• JitterBuffer: takes care of receiving packets, pushes decodable frames downstream and maintains three different FrameLists.
• FrameList: list of frames classified by their state. Use std::map to achieve fast index search.
• Frame: contains a buffer for reassemble the packets.
• PacketList: use std::list for quick insertion.
• Packet: contains the payload.
• Clock: for timing.
• Reassemble packets into frames
• Pass assembled frames to decoder
• Send decoded frames to the render
• Remove duplicate packets
• Playout delay decrease in an appropriate rate after a congestion
• Adaptive buffer size
• Use separate thread for playout
• Simple unit-tests
For real-time video communication, the jitter buffer size should not go over 200ms. Assume frame rate is 30 fps, the ideal buffer size is between 1 - 6 frames. In this implementation, the timestamp of the last N decoded frames are recorded in order to estimate an average frame rate.

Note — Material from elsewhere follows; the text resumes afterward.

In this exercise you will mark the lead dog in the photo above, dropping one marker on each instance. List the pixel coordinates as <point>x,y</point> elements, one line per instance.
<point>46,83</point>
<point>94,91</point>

The playout speed is dependent on the jitter buffer size, when the buffer is under-run / low, the jitter buffer slows down the playout rate and increase its buffer size; when the buffer is over-run / full, the jitter buffer speeds up the playout rate and decrease its buffer size. In order to catch up smoothly, the frame rate shall not increase too fast, thus it is limited to around 3.5x of the last frame playout rate. In this way, after a network congestion the frame rate will climb back slowly.
The current implementation uses frame rate to control the playout, it will be better to use bitrate. Also the buffer size shall be estimated by time instead of buffered frames.
Adaptive algorithm still has room for improvements.
The unit test just covers a couple simple cases.